American higher education depends profoundly on philanthropy, and whatever threatens philanthropy threatens American higher education. The threat that perhaps looms largest at the moment is the steep drop in interest rates and the declining value of the portfolios of many foundations. But there is actually a more serious threat that was much in the news before the great banking and Wall Street fiasco and hasn’t been discussed much since: the effort to force foundations to “greenline” their philanthropy.
Greenlining in this context is essentially an effort to intimidate foundations into channeling a higher percentage of their resources to “minority” concerns. Greenlining also calls on foundations to add members of minority groups to their boards and staffs. It bears some similarity to the tactics that ACORN used to bully banks into giving loans to unqualified borrowers. We know how that worked out.
The effort to greenline foundations surfaced in 2005 when the California-based advocacy group the Greenlining Institute published the first of several reports, “Fairness in Philanthropy.” The theme enunciated in the report and expanded over subsequent iterations is that minorities are scanted by foundations. By the Greenlining Institute’s logic, minority-led nonprofits deserve a share of every foundation’s philanthropy, a greater number of individual grants, and a higher percentage of total disbursements. The Greenlining Institute itself dates back to the 1970s and used the concept of “greenlining” (investing in low-income, minority, and disabled communities) in several other contexts before setting its sights on philanthropic foundations.
Anyone can demand anything. The Greenlining Institute’s agenda wouldn’t warrant a further thought except that in 2008 a California assemblyman and a state senator introduced a bill, AB 624 (in the California Senate) that would have required foundations that have $250-million or more in assets to report the racial compositions of their boards and staff, and to report on their grants to organizations serving minorities and organizations led by ethnic minority boards and staff.
AB 624 didn’t pass but the mere prospect that it would be considered was sufficient to scare nine private foundations, calling themselves the Foundation Coalition, to set aside an additional $30-million to assist minority-led organizations in California. And in the wake of this a new national organization emerged to further the greenlining agenda, the National Committee for Responsive Philanthropy (NCRP).

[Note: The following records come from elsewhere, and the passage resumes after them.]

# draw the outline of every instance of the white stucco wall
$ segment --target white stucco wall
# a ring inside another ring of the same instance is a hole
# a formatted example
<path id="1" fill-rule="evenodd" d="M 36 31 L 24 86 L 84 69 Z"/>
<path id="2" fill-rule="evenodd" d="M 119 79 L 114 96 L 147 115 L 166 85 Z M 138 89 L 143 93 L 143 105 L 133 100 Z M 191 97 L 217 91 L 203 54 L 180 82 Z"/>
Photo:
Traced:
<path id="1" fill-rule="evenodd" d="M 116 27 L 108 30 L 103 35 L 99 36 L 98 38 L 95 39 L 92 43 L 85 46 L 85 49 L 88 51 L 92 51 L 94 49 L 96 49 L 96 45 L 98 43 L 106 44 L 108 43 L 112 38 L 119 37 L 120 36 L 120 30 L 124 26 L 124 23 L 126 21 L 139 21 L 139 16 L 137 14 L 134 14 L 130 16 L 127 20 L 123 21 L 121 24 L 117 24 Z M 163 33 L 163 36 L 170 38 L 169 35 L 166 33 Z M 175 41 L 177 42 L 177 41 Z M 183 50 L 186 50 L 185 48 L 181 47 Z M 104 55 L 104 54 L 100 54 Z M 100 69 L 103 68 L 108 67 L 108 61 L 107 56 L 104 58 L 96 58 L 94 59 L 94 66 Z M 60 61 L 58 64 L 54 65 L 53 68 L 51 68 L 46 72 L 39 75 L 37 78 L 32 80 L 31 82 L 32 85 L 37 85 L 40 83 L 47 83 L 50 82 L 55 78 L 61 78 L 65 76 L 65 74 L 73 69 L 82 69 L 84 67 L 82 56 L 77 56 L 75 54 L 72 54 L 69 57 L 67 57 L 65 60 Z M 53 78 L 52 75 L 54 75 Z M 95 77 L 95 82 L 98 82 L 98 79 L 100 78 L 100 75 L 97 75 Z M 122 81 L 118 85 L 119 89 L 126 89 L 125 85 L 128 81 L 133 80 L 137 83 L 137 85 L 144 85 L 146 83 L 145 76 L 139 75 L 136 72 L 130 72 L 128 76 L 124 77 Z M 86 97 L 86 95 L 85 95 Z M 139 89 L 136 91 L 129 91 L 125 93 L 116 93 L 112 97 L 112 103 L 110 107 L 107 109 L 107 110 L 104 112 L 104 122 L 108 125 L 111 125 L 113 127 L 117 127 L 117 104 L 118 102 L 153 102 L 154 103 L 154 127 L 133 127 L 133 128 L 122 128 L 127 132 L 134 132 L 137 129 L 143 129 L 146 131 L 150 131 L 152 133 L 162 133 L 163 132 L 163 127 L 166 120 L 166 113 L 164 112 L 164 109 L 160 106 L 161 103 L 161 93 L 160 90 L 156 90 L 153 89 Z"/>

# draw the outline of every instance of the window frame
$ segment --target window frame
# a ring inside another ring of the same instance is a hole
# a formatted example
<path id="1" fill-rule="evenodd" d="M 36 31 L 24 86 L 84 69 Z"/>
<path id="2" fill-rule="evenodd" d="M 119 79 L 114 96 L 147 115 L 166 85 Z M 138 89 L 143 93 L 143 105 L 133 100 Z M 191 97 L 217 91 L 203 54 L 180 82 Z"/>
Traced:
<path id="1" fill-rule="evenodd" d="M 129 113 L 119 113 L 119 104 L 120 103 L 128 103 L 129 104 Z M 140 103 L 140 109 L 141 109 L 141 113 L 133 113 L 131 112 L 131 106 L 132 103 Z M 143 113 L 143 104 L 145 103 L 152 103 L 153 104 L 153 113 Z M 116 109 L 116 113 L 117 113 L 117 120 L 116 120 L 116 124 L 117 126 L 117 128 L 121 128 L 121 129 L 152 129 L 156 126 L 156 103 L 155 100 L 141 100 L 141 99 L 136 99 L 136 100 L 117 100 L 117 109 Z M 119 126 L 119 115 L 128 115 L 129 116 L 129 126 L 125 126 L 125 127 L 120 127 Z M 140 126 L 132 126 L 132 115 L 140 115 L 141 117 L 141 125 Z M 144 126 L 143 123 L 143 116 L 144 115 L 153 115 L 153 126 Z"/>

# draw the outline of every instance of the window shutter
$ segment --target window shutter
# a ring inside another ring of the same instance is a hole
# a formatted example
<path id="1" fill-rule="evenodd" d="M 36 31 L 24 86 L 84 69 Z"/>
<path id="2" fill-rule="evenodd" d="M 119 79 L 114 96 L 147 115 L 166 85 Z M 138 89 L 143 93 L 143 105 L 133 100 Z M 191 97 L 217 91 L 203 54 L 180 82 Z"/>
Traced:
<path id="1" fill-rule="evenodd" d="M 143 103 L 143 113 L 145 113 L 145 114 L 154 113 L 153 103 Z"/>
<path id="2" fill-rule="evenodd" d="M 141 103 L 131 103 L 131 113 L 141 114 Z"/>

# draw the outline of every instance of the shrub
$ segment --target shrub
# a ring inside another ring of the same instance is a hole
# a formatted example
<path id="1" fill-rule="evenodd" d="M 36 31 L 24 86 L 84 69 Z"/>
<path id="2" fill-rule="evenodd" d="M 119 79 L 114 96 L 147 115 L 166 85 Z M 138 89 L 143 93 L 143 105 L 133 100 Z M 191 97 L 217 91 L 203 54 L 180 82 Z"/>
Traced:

The story has fallen from the headlines but we have a timely reminder of it in the opening chapter of Claire Gaudiani’s new book, Generosity Unbound. As Gaudiani, former president of Connecticut College, sees it, the legislation and the Greenlining Institute’s broader goals would undermine the guiding spirit of private philanthropy. Public giving, she says, is driven by “the combination of personal virtue and personal freedom.” Greenlining etiolates both. Greenlining means that someone else—someone other than the donor—gets to decide what causes are worthy to support, so the “virtuousness” of the act is bleached out. And greenlining likewise drains the lifeblood of personal freedom from the act of giving. Donors would find a significant portion of their bounty directed to organizations and causes outside of and sometimes against their preferences.
The world of higher education readily supplies examples of what happens when donors feel their preferences have been superseded. In 1995, Yale returned a $20-million gift to Lee Bass after a long dispute over how the University would implement a new program in Western civilization. The Robertson family took back a portion of Maria Robertson’s 1961 gift to Princeton of $35-million on the grounds that the University had been misallocating the funds. Vanderbilt tried and failed to change the name of a building deeded to it from the United Daughters of the Confederacy to escape the awkwardness of having a “Confederate Memorial Hall.” A foundation in California sued UCLA for spending on other ailments the money it had contributed for a chair in cardiothoracic surgery.
Philanthropy depends on trust. When the beneficiaries interpret the rules a little too warmly to their own interests, that trust can be forfeit. How much more would it be forfeit if we told the donors that they have no say over how to disburse a significant portion of their funds?
The Greenlining Institute sees its work as a matter of “democratizing philanthropy.” But the practical effect of its proposals would be to send a lot of foundations and would-be philanthropists looking for out-of-state or off-shore alternatives. So is greenlining foundations a bad idea that had its small moment on the stage and is now gone for good?
Maybe. But our economic hard times have given rise to what could be a second wave of greenlining fervor. Foundations and the wealthy Americans who contribute to them are a tantalizing target for all sorts of people and organizations that feel the pain of declining support from state budgets. Some $300-billion flows voluntarily from Americans to non-profit charities. The idea of capturing some of that philanthropy by means of legislative intervention is awfully tempting. That’s one way to think about the current debate in Congress over extending the Bush-era “tax cuts” on those who earn more than $250,000. Whatever gets taxed away certainly won’t be given away.